Prometió a Huo Ningyu que no se separaría demasiado de ella; en ese momento, ni siquiera sabían dónde se encontraba.

El tiempo avanzó hacia la medianoche. Zhao Bingyu se sentía incómodo; aún podía oler el aroma de Huo Ningyu en su brazo.

¿Y si algo salía mal…?

Cerca de la medianoche, todavía podía sentir el calor de su cuerpo, incluso a través de la ropa. No quería pensar en ello.

De hecho, vio que dos monjas se acercaban. “Vamos”, dijo Huo Ningyu en voz baja, señalando una dirección.

Una de ellas sacó un tubo de bambú y sopló humo envenenado hacia la habitación de Huo Ningyu. Después de dar algunas vueltas, se dirigieron a un patio bastante apartado del templo.

Al oler el olor extraño, Huo Ningyu se cubrió la boca y la nariz con el pañuelo mojado. Había dos habitaciones iluminadas; una estaba en el extremo este y la otra en el extremo oeste.

Después de esperar un rato, las dos monjas entraron.

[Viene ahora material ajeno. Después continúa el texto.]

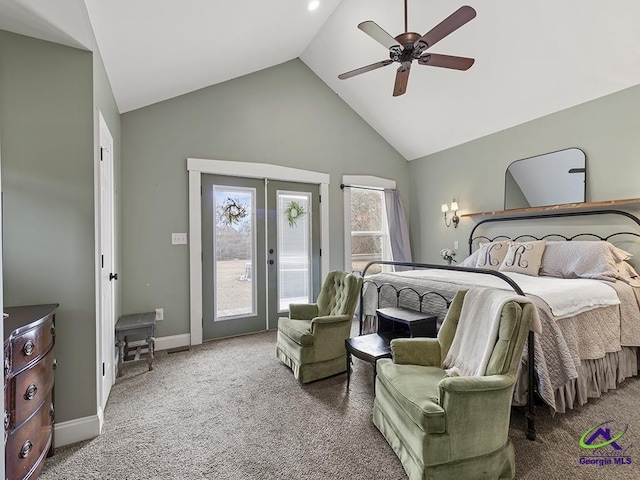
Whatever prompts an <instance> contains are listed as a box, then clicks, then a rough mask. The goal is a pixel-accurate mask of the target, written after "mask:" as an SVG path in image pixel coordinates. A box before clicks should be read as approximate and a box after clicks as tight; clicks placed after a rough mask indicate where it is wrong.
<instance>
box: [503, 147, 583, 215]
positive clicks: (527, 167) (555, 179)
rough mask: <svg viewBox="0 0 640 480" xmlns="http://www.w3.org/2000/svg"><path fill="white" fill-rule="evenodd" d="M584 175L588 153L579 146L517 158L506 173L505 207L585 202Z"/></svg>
mask: <svg viewBox="0 0 640 480" xmlns="http://www.w3.org/2000/svg"><path fill="white" fill-rule="evenodd" d="M585 178H586V157H585V154H584V152H583V151H582V150H580V149H579V148H568V149H566V150H560V151H558V152H551V153H546V154H544V155H538V156H536V157H530V158H523V159H522V160H516V161H515V162H513V163H512V164H511V165H509V167H508V168H507V172H506V175H505V188H504V209H505V210H511V209H514V208H528V207H546V206H550V205H563V204H566V203H582V202H584V201H585Z"/></svg>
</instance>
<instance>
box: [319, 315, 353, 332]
mask: <svg viewBox="0 0 640 480" xmlns="http://www.w3.org/2000/svg"><path fill="white" fill-rule="evenodd" d="M350 321H351V317H350V316H349V315H325V316H323V317H315V318H314V319H313V320H311V331H312V332H313V331H315V329H316V325H325V324H329V323H343V322H350Z"/></svg>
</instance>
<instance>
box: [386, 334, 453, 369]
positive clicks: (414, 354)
mask: <svg viewBox="0 0 640 480" xmlns="http://www.w3.org/2000/svg"><path fill="white" fill-rule="evenodd" d="M391 353H392V355H393V363H398V364H409V365H423V366H425V367H433V366H438V367H439V366H440V362H441V357H440V343H439V342H438V339H437V338H422V337H420V338H394V339H393V340H391Z"/></svg>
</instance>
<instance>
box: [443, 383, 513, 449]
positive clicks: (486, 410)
mask: <svg viewBox="0 0 640 480" xmlns="http://www.w3.org/2000/svg"><path fill="white" fill-rule="evenodd" d="M514 382H515V376H513V375H488V376H486V377H448V378H443V379H442V380H440V382H439V383H438V387H439V390H440V392H439V393H440V401H439V404H440V405H441V406H442V408H443V409H444V410H445V412H446V415H447V420H446V425H447V432H448V433H449V434H450V435H451V438H454V437H457V436H459V435H461V437H460V438H458V439H457V440H456V444H457V445H458V446H459V448H456V449H453V448H452V451H451V460H458V459H462V458H466V457H468V456H470V455H472V456H480V455H486V454H488V453H490V452H493V451H495V450H496V449H498V448H500V447H501V446H503V445H504V444H505V443H506V442H507V439H508V433H509V419H510V416H511V402H512V398H513V385H514Z"/></svg>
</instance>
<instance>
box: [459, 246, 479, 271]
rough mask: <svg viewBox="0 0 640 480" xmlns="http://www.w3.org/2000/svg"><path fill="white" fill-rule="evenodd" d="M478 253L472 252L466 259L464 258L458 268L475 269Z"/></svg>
mask: <svg viewBox="0 0 640 480" xmlns="http://www.w3.org/2000/svg"><path fill="white" fill-rule="evenodd" d="M479 253H480V250H476V251H475V252H473V253H472V254H471V255H469V256H468V257H467V258H465V259H464V260H463V261H461V262H460V263H459V264H458V266H460V267H472V268H473V267H475V266H476V263H478V254H479Z"/></svg>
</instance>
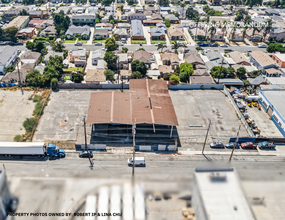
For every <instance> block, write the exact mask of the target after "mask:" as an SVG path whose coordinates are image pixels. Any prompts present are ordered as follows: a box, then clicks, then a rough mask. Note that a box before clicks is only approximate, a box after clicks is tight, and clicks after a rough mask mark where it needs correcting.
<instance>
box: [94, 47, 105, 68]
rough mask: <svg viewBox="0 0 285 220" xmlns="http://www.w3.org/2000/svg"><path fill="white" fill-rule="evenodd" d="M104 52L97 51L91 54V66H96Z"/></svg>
mask: <svg viewBox="0 0 285 220" xmlns="http://www.w3.org/2000/svg"><path fill="white" fill-rule="evenodd" d="M105 53H106V52H105V51H104V50H101V49H98V50H95V51H93V52H92V65H94V66H97V64H98V61H99V60H103V59H104V56H105Z"/></svg>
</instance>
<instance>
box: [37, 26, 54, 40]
mask: <svg viewBox="0 0 285 220" xmlns="http://www.w3.org/2000/svg"><path fill="white" fill-rule="evenodd" d="M55 35H56V29H55V26H48V27H46V28H45V29H44V30H42V31H41V33H40V36H42V37H47V36H55Z"/></svg>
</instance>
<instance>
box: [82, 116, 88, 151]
mask: <svg viewBox="0 0 285 220" xmlns="http://www.w3.org/2000/svg"><path fill="white" fill-rule="evenodd" d="M85 118H86V116H84V117H83V123H84V136H85V151H87V150H88V149H87V137H86V122H85Z"/></svg>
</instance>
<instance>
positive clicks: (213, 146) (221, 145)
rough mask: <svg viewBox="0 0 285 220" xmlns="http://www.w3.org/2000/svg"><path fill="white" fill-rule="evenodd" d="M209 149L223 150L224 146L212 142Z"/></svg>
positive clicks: (221, 144)
mask: <svg viewBox="0 0 285 220" xmlns="http://www.w3.org/2000/svg"><path fill="white" fill-rule="evenodd" d="M210 147H211V148H224V144H223V143H222V142H214V143H211V144H210Z"/></svg>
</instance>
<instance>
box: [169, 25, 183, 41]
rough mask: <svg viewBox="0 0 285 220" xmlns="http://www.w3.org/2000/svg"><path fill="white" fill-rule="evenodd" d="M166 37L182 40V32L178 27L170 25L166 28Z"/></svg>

Huo Ningyu supuso que una de ellas debía estar encerrando a Wan Qingdai.

“Señorita Wan… ¿Señorita Wan?”, llamaron en voz baja. Los cuatro se acercaron sigilosamente.

“Debe estar dormida; hemos intentado tantas veces y nunca hemos fallado. Llevémosla”, dijo otra monja. En la habitación iluminada, había dos personas según las sombras.

Las dos monjas envolvieron a Wan Qingdai en una manta y la llevaron away. Definitivamente no era ella.

Después de salir de la habitación, miraron a su alrededor; esas dos personas eran las guardianas.

Al no ver ningún movimiento sospechoso, se fueron rápidamente. Llegaron a otra habitación iluminada.

Zhao Bingyu y los otros tres los siguieron de inmediato. Huo Ningyu rompió el papel de la ventana con la mano y miró adentro; efectivamente, vio a Wan Qingdai sentada frente a la mesa, como si su alma hubiera abandonado su cuerpo.

Las dos monjas llevaron a Huo Ningyu al templo del Bodhisattva Puxian. Al ver que estaba bien, supieron que aún no había sido maltratada.

Había cuatro monjas en la entrada; probablemente eran las guardianas. ¡Eso era genial!

Zhao Bingyu y los otros tres saltaron silenciosamente al techo del edificio y miraron hacia abajo. Tenían prisa, así que Huo Ningyu empujó la puerta con mucha suavidad para no ser escuchada por las guardianas del otro lado.

Había una lámpara de aceite encendida en el templo. Wan Qingdai escuchó inmediatamente el sonido de la puerta al abrirse.

Una de las monjas presionó algo debajo del gran pez de madera junto al altar; un espectáculo sorprendente hizo que Zhao Bingyu y los otros tres, escondidos en el techo, se quedaran atónitos. Pero Wan Qingdai no se volvió; pensó que las guardianas habían venido a decirle que apagara la lámpara y se fuera a dormir, ya lo habían hecho antes.

Cuando se escuchó un leve sonido mecánico, el Bodhisattva Puxian, que estaba sentado en un pedestal muy alto, comenzó a retroceder poco a poco; luego apareció una entrada. “Qingdai…”, llamó Huo Ningyu con preocupación.

Wan Qingdai escuchó esa voz familiar y lentamente se volvió; vio a su amiga Huo Ningyu de pie en la puerta.

Las dos monjas llevaron a Huo Ningyu hacia el túnel. Huo Ningyu puso una mano sobre sus labios para que no hiciera ruido.

Unas cuantas guardianas también entraron detrás de ellas.

Se acercaron rápidamente a Wan Qingdai.

No es de extrañar que después de buscar durante tanto tiempo no hayan encontrado nada.

“Ningyu, ¿por qué has venido en este momento?”, preguntó Wan Qingdai, sorprendida, pero bajó la voz.

Resulta que todo estaba sucediendo bajo tierra.

Justo cuando terminó de decirlo, apareció un hombre con una máscara detrás de Huo Ningyu.